How to create a bottom-up coalition for change
Note: This document is one of a series of tools created for Build a Better Burb, the Hub for Great Suburban Design. The series emerged from the Build a Better Burb Sprawl Retrofit Council in Miami, Florida, in March, 2016—an event aimed at expanding transportation choice, sense of place, and sustainability of the suburbs. The Build a Better Burb website has been recently updated by CNU.
The Problem
Building a Better Burb can sometimes fall victim to raw politics unless public officials see grassroots support.
Discussion
If advocates for suburban retrofit seek to influence public decision makers, raw politics trump. To be effective, a bottomsup strategy is needed to show public officials, especially those in elected office, that votes are at stake in any given decision. This is not to say voters themselves need to be the advocates, but rather to show that voters will be influenced by the advocacy.
Most important in devising an outreach strategy is to develop a message that focuses on common ground among diverse interests and identifies who is best positioned to advocate.
Many initiatives can be argued on the grounds that children will benefit, either immediately or in the future. Examples are recreation/park projects, job creation/economic development, education, and housing opportunity. In such instances, the children themselves can make the best advocates. In cases where economic and environmental impacts are central issues, advocacy by appropriate not-for-profit agencies and/or foundations can be enlisted.
The Long Island Railroad (LIRR) Third Track is an effort on Long Island, NY, to restart a critical, long-stalled regional transit infrastructure project. This $2 billion project is needed to eliminate a severe constraint on expansion of LIRR system capacity and to facilitate transit-oriented development as a retrofit strategy for America’s original suburb. An effort to build the project 10 years ago was defeated by intense NIMBY opposition along the 10-mile project corridor. It was considered dead and became known as the “third rail of Long Island politics.”
A Solution
In 2013, the Rauch Foundation, publisher of the Long Island Index and creator of the Build A Better Burb website, issued the first of two research reports designed to resuscitate the LIRR Third Track project.

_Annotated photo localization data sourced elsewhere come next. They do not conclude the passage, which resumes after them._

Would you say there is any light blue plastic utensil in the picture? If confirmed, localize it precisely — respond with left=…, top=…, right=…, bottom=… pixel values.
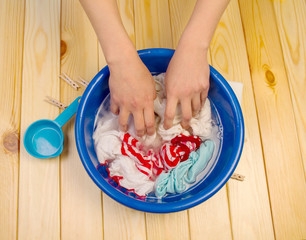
left=24, top=97, right=81, bottom=159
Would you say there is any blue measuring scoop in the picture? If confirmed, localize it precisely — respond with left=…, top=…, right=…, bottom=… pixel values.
left=24, top=97, right=81, bottom=159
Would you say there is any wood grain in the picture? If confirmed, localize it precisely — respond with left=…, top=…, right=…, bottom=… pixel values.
left=146, top=211, right=189, bottom=240
left=133, top=1, right=191, bottom=239
left=210, top=1, right=275, bottom=239
left=98, top=2, right=147, bottom=240
left=238, top=0, right=306, bottom=239
left=60, top=1, right=103, bottom=239
left=98, top=0, right=135, bottom=67
left=168, top=1, right=233, bottom=239
left=18, top=0, right=61, bottom=239
left=168, top=0, right=197, bottom=47
left=273, top=0, right=306, bottom=176
left=189, top=188, right=232, bottom=240
left=117, top=0, right=136, bottom=45
left=134, top=0, right=172, bottom=50
left=0, top=0, right=24, bottom=239
left=0, top=0, right=304, bottom=238
left=103, top=195, right=146, bottom=240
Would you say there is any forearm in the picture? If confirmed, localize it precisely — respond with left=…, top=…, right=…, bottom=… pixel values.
left=179, top=0, right=230, bottom=50
left=80, top=0, right=137, bottom=65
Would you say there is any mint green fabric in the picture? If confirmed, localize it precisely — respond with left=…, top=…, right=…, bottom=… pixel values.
left=155, top=140, right=215, bottom=198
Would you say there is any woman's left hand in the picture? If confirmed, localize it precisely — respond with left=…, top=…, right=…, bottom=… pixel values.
left=164, top=43, right=210, bottom=129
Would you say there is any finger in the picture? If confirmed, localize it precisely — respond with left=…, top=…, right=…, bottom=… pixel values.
left=191, top=94, right=201, bottom=116
left=118, top=108, right=130, bottom=132
left=144, top=106, right=155, bottom=136
left=180, top=98, right=192, bottom=129
left=133, top=110, right=146, bottom=137
left=164, top=97, right=178, bottom=129
left=200, top=91, right=208, bottom=106
left=110, top=102, right=119, bottom=115
left=152, top=87, right=157, bottom=100
left=110, top=96, right=119, bottom=115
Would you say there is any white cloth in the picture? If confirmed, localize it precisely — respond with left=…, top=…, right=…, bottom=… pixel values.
left=152, top=73, right=213, bottom=141
left=108, top=155, right=155, bottom=196
left=93, top=112, right=121, bottom=164
left=93, top=73, right=213, bottom=195
left=156, top=99, right=212, bottom=141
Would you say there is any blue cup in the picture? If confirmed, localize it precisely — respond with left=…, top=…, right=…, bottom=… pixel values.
left=24, top=97, right=81, bottom=159
left=75, top=48, right=244, bottom=213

Release of these reports was followed by the formation of a task force comprised of 30 members representing a cross section of business, education, philanthropy, environment, transit, labor and civic sectors. The group met regularly over the ensuing three years and executed quiet outreach to public officials with authority over the project emphasizing its critical regional importance.
This work paved the way for Governor Cuomo to announce his support for the project in January 2016. It is now entering the required environmental review process ahead of anticipated ground breaking a year from now. To provide further support to ensure the project remains on track, a broad coalition of 124 members and growing representing 500,000 Long Islanders has formed to ensure that the exponential regional benefits of the project are front and center in responding to any local opposition based on parochial interests.